Gelegentlich verließen wir unser weiträumiges Internatsareal und fuhren zu einem Kräftemessen in eine andere Schule. Sie hieß Pembroke oder Banda oder Hillcrest. Wir spielten mit entschiedener Verbissenheit, unser Stolz nun anders definiert, nicht mehr einem der Häuser verpflichtet, sondern gänzlich unserer Schule. Wir vertraten Kenton College und keiner konnte es mit den Jungs von Kenton aufnehmen. Selbst wenn wir verloren, was selten geschah, waren wir besser. Noch Jahre später habe ich Streitgespräche mit Absolventen anderer Schulen geführt, die dreist behaupteten, Banda School habe Kenton stets den Hintern versohlt.

Am nächsten Tag wurde im Rahmen der morgendlichen Zusammenkunft, dem assembly, nach Kirchenlied und Bibelstelle ein Spielbericht vorgetragen, eine kurze, den Fakten verpflichtete Chronik unseres »Drei-Tore-Siegs« in Banda, unserer knappen Niederlage (a two wicket loss) in Hillcrest.

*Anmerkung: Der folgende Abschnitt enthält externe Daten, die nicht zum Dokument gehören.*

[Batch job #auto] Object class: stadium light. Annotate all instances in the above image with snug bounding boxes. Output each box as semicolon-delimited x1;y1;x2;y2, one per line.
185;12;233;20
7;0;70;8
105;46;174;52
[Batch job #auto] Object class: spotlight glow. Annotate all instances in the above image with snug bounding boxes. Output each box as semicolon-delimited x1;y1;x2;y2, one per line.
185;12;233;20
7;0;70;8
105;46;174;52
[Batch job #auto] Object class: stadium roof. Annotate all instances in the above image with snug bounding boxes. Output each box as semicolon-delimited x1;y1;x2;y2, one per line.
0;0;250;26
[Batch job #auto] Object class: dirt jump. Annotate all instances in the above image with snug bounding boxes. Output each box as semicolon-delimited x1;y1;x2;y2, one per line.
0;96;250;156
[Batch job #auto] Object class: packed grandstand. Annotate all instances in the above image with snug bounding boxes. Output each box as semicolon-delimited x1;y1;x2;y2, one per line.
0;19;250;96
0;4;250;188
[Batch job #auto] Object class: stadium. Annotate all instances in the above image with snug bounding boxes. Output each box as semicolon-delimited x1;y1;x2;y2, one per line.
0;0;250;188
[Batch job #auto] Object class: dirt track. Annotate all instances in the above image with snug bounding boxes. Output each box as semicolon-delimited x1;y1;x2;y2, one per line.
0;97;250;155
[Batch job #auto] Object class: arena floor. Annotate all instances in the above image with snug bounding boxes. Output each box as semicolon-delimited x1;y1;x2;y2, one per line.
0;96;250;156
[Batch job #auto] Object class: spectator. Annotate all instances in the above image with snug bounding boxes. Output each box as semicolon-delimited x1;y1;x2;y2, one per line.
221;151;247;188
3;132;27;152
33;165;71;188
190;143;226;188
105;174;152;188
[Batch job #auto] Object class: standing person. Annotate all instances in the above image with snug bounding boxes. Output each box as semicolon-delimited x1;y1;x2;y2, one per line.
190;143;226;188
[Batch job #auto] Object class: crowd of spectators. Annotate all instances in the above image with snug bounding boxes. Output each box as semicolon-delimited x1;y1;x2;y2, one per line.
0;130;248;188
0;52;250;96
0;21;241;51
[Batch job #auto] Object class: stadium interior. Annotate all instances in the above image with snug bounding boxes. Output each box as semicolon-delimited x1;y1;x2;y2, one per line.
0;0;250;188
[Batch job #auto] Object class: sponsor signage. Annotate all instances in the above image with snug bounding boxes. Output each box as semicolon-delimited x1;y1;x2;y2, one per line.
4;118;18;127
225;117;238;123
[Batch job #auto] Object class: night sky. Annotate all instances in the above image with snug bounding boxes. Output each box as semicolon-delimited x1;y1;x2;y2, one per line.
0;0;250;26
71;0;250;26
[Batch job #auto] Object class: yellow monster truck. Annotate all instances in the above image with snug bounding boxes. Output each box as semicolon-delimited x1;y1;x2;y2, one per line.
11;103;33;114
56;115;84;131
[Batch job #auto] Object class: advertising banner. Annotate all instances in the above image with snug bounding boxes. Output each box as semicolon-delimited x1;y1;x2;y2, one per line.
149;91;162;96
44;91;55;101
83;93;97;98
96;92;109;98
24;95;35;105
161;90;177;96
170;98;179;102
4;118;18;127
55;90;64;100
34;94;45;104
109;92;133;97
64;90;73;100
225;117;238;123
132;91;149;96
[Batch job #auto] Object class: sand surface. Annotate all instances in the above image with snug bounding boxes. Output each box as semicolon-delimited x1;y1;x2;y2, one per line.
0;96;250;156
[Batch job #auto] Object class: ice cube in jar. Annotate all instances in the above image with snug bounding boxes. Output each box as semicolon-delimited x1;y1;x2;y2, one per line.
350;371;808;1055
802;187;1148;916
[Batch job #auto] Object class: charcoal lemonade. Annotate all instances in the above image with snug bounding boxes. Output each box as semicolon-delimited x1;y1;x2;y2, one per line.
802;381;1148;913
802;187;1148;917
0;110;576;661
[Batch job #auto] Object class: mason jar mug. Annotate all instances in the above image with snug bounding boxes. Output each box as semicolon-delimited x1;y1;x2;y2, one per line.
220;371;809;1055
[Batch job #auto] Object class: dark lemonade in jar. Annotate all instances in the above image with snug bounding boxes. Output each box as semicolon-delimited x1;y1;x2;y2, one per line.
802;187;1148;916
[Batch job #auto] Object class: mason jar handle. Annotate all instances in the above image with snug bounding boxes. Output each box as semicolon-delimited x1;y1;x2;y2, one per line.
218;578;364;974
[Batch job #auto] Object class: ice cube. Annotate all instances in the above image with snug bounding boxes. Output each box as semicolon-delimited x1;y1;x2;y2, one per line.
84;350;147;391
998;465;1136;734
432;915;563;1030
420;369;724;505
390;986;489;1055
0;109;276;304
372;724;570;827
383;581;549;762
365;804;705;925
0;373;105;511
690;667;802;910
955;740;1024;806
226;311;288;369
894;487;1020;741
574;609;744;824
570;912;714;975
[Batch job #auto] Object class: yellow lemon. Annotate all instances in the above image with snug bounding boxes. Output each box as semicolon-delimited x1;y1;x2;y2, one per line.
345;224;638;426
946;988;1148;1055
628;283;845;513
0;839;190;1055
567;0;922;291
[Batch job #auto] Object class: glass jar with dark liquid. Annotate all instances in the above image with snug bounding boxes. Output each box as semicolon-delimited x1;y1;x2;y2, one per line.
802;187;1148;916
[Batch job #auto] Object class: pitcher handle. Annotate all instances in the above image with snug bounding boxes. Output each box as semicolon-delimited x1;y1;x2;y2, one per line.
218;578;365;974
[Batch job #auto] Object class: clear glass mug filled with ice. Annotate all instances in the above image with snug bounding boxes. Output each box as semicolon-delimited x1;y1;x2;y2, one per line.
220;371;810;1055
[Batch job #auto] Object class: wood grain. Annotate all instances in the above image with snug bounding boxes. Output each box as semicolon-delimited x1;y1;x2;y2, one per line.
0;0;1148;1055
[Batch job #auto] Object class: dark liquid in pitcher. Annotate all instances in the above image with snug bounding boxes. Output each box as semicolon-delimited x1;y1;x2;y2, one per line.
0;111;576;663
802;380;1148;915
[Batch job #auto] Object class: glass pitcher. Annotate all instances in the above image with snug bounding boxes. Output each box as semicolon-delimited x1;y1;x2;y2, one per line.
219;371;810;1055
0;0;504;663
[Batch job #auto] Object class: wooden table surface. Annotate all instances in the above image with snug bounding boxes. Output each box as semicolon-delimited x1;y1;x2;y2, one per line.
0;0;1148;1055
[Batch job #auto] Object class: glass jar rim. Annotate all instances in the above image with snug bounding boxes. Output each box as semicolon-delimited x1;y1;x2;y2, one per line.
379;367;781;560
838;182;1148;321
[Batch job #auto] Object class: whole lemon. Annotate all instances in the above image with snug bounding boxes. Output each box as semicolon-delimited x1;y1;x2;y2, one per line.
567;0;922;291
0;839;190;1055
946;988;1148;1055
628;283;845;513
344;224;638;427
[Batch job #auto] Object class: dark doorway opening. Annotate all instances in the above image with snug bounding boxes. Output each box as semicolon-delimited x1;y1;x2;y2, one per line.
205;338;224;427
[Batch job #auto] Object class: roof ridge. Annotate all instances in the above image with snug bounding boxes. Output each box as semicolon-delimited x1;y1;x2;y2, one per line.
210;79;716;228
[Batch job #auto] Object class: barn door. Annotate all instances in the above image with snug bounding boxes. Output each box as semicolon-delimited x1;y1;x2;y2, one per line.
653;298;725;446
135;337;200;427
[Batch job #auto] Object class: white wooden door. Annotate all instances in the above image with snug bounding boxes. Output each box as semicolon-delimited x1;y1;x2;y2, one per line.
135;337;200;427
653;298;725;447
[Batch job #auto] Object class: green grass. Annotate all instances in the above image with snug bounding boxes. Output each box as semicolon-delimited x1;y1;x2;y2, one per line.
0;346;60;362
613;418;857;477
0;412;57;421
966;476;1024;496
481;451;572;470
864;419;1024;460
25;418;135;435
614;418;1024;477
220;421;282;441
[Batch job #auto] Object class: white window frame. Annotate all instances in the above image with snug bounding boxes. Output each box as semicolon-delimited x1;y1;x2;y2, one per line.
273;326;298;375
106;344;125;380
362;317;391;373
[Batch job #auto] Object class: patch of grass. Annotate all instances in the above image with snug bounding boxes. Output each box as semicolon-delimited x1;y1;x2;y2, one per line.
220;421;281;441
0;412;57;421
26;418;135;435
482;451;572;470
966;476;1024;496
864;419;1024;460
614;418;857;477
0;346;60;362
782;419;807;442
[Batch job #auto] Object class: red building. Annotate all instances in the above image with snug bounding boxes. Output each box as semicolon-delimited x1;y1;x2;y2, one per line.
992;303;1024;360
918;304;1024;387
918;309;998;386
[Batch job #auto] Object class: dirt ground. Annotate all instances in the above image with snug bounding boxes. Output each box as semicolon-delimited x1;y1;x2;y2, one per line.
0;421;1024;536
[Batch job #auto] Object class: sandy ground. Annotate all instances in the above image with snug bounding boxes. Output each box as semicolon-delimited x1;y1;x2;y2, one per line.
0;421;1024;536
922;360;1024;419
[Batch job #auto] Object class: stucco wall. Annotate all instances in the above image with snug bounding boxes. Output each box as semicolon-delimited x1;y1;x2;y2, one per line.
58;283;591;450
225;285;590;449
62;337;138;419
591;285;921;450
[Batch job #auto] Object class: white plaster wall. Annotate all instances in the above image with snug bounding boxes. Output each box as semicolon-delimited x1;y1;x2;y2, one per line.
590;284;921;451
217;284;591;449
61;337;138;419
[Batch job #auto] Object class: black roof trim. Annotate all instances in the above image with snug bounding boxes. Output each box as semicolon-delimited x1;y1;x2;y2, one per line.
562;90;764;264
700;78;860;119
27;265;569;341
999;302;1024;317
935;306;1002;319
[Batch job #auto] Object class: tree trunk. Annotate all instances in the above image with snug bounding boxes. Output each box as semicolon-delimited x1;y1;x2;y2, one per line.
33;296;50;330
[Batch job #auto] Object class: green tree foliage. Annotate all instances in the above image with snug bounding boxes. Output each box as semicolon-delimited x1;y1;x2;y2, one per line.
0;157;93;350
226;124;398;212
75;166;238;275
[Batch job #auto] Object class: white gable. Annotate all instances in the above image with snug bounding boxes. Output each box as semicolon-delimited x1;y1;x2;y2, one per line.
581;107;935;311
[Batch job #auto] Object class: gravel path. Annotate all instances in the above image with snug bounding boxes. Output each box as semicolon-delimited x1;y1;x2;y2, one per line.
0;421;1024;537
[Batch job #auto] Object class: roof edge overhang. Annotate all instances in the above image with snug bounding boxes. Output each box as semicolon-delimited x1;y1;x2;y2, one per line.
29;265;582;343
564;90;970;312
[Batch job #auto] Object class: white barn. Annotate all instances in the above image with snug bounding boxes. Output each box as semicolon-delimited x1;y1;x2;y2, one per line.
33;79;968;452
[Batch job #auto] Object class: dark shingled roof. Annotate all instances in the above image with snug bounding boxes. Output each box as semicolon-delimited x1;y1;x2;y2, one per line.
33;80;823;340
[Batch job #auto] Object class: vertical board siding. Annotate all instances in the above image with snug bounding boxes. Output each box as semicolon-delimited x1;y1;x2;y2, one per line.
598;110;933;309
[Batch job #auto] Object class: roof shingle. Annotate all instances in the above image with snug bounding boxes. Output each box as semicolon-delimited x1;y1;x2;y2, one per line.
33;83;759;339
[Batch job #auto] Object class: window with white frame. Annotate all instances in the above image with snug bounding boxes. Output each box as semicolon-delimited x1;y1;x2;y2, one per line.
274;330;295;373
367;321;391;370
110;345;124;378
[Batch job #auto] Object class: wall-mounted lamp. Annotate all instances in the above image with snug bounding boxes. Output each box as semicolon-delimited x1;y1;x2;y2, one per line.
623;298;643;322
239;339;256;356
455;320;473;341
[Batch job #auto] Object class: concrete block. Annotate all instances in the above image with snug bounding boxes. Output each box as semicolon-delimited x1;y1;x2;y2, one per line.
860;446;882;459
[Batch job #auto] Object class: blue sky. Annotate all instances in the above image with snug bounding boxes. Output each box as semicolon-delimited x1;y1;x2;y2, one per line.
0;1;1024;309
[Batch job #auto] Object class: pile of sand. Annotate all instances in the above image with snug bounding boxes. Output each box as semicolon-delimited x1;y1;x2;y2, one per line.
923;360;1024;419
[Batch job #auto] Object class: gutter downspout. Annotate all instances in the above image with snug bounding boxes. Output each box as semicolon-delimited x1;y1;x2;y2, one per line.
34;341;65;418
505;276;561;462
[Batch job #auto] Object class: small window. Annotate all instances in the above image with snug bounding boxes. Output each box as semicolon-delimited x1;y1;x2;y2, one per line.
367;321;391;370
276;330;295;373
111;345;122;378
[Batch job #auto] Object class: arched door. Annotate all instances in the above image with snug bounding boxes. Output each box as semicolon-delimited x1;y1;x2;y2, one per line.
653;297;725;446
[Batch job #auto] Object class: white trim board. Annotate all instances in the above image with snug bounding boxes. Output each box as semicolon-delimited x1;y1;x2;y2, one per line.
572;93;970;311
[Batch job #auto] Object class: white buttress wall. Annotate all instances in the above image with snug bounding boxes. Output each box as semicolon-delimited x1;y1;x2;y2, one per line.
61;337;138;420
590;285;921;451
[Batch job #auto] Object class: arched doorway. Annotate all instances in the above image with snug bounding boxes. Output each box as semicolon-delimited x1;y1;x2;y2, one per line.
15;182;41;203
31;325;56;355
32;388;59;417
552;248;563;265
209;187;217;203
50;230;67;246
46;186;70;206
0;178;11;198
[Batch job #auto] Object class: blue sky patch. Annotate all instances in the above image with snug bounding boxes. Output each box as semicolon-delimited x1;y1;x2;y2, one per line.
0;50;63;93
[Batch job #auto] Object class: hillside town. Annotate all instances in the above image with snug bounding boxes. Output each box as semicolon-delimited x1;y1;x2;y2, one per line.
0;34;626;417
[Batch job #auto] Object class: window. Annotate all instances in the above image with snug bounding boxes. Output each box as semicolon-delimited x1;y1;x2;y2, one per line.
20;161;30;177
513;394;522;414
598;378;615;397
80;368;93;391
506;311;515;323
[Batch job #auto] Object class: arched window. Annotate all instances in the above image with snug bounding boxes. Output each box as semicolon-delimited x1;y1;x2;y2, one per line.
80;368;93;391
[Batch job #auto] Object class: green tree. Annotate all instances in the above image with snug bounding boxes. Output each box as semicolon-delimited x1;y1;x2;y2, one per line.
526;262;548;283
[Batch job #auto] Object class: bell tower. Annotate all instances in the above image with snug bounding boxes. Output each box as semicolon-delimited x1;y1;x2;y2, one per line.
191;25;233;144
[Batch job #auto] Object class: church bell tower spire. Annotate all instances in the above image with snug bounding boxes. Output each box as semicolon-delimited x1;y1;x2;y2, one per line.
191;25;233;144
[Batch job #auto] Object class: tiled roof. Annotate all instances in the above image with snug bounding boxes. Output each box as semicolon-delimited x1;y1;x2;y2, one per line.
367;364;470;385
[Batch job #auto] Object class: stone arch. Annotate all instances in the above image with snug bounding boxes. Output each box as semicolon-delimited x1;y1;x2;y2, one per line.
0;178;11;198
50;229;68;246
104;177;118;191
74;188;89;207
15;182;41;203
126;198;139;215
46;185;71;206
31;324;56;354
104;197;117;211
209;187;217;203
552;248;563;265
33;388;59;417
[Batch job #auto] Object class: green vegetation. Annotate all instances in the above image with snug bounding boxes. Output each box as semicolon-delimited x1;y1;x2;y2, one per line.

Manchmal wurde am Wochenende ein Turnier veranstaltet, Schulmannschaften aus aller Welt, so kam es mir vor, lungerten auf unserem Gelände herum, wir stolzierten an den Gästen vorbei, das hier ist unser Heim, unser Spielfeld. Es war kühl im Schatten und lecker am Buffet, wo ausnahmsweise Shortbread angeboten wurde, zusammen mit dem obligaten Tee. Wir missbrauchten unsere Sporttrikots, um möglichst viel Shortbread zu raffen, zu verstecken, beiseitezuschaffen, eine Delikatesse sondergleichen in Zeiten des täglichen Porridge (damit es keine kulinarischen Missverständnisse gibt: Haferflocken mit Wasser zu einer glibberigen Masse verkocht, die wir allmorgendlich aufessen mussten, eine paramilitärische Prüfung, die unter anderem den Erfolg des britischen Empire ermöglichte, weil Generationen von Kolonialisten auf diese Weise früh gestählt wurden).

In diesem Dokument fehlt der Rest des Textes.